Sunday, March 7, 2010

Sound And Light Show - Red Fort

This weekend was heritage weekend as my Dad is in town. On Thursday and Friday, he went by himself to the usual tourist attractions - Red Fort, Humayuns Tomb, Qutub Minar and the likes. Since I was eager to join him, I suggested that we hit the Red Fort for the sound and light show. I did a dip check with my colleagues. They said that it had been a long time since they had seen it, however it was pretty good. I also called the number provided on the Delhi Tourism website and they told me the timings were 7 - 8 pm for the Hindi show and 8.30 - 9.30 pm for the English show (which was the one we went for).

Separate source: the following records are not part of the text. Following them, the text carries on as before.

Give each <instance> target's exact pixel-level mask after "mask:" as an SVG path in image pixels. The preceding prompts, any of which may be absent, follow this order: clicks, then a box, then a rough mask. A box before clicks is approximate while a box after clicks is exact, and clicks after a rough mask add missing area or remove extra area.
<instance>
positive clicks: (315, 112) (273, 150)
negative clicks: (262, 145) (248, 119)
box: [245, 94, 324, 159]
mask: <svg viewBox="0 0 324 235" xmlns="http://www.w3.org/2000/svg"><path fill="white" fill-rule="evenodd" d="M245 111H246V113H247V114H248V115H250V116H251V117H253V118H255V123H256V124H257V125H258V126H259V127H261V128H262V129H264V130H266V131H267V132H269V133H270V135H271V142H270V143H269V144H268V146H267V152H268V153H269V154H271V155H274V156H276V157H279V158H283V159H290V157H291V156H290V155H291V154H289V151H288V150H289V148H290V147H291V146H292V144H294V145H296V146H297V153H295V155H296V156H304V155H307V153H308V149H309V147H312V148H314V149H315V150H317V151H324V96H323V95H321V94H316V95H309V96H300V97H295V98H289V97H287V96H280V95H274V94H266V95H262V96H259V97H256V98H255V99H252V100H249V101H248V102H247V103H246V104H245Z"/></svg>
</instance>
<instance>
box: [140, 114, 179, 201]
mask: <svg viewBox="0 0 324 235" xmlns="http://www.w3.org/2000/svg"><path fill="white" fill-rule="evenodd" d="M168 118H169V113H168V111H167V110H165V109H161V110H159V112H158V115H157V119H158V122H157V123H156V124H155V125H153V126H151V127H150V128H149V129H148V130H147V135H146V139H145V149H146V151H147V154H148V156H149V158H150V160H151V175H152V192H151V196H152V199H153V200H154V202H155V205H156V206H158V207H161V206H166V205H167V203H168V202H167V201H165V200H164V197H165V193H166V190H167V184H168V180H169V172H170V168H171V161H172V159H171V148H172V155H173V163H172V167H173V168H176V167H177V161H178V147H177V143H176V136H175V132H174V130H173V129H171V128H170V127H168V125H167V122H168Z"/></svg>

First of all, I was surprised to know that it was fairly centrally located. If you are coming from CP, then you head to Barakhamba Road, go past the first rountana - gol chakkar, take a left at the first signal and go straight down. It is about 2-3 kilometers down that road. At Dhariyagung, the road becomes narrow and crowded and there is quite a bit of traffic. You will find two ould guard posts on the way, made of stones (like they have in fortresses). This means you are on the right track. The chaos continues till suddenly Red Fort looms on your right. Now the question comes - where do I find parking? I was hoping against hope that there would be parking outside the Red Fort for visitors with big signs pointing the way but no such luck. When I crossed the first signal after seeing the Red Fort, I suddenly spotted an MCD authorised parking on the left and swung in. There was plenty of space and I easily found a spot bit there was no attendant and not much lighting so I fear for the safety of car parked there. After all, Delhi is supposed to have the highest number of car thefts. The parking is about 5 minutes walk from the entry point so it was quite convenient.

On nearing the entry point, I was mighty impressed by the Red Fort. It looks long and massive and hulking in the night lights, just like a fort should be. I wouldn't have been surprised if some sentries in old armor stopped me with the cry 'Halt! Who goes there, friend or foe?'(just kidding, probably would have tucked tail and run away crying ghosts). Instead, there were quite a few armed soldiers on duty, looking very bored. The show is hosted in an open area which has the Moti Mahal on the left and the Diwan-I-Khas and three other buildings in front. The walk from the entry point to here is about 5 minutes and is a nice buildup to the show. The show started before time with how Shah Jahan built the Red Fort. Then it goes on to describe how it passed through the times into the hands of various rulers, the British and the freedom struggle. It is a dramatised version with lots of dialogues and songs and hence is a little short on the information. To sum up,

Setting - benches with backrest, pleasant at this time, some mosquitoes, no water or food is sold
Sound part - good quality, well enunciated, painfully loud at times
Light part - the buildings described above are lit up at various times, initially eye-catching but gets repetitive

Overall, my recommendation is that one should go for the show to see the Red Fort by night. Let your imagination run wild a bit when you are in. Don't expect too much of the show itself but you might enjoy the lighting effect of the buildings. Lastly, if you are able to make it early, do check out the Hindi show as I think the dialogues will have much better flow and impact. Do let me know how it turned out.